Hammersmith's William Morris Sixth Form and Fulham's Lady Margaret and London Oratory Schools all achieved an unprecedented 100 percent pass rate, while the national pass rate stood at 97.5 percent.

At William Morris, new principal Kevin Gilmartin said he was thrilled with the sixth form’s results. “We are absolutely delighted,” he said. “Our pass rate greatly exceeds the national rate and is a testament to all the hard work of our students and the dedication and expertise of our staff.”

At Lady Margaret School in Parsons Green the percentage of passes at grades A and B was 85.5 per cent, compared to 82.7 per cent last year.

Head teacher, Sally Whyte, said: “We’re delighted with this year's results which are the best ever at Lady Margaret. All the students did incredibly well and everybody is happy with the places that they’ve got.”

At the London Oratory School, also in Fulham, the percentage of passes at grade A to C was 86 per cent, compared to 86.6 per cent last year.

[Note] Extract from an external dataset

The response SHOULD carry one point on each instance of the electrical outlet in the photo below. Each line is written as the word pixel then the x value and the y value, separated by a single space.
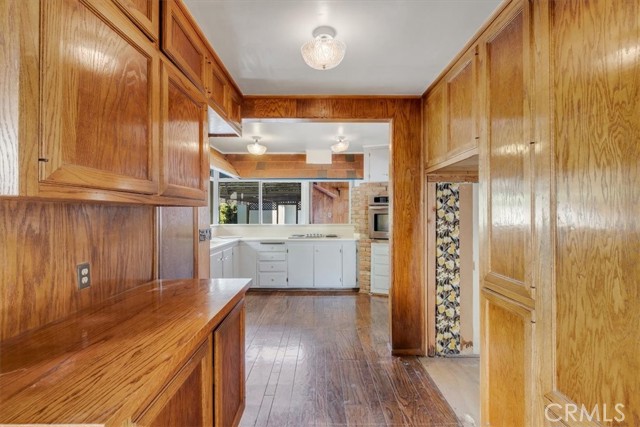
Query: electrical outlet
pixel 84 275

On this year's A-level results, the Department for Children, Schools and Families says the national picture shows that overall pass rates at both A-level and AS-level have remained broadly steady, with 97.5 per cent obtaining grades A-E at A-level this year (97.2 per cent in 2008) and 88.1 per cent obtaining grades A-E at AS-level (88.2 per cent in 2008).

What is significant is that there has been a 12.2 percent increase in the numbers taking mathematics A-levels – up to 72,475 from 64,593 last year, the Department says.

Commenting on the results, Christine Blower, General Secretary of the National Union of Teachers, Europe's largest teaching union said: "These are wonderful results and a testament to the commitment of young people and the skills of teachers.

" For all those critics who can't bear the idea that the improvement in A-Level results is attributable to the hard work of young people and their teachers, they should have a look at the trend in improvement in the so called 'hard' subjects of Mathematics and Science. It is quite clear that irrespective of the subject, there is no difference in the quality of the examinations and there can be no question mark about the effort put in by young people."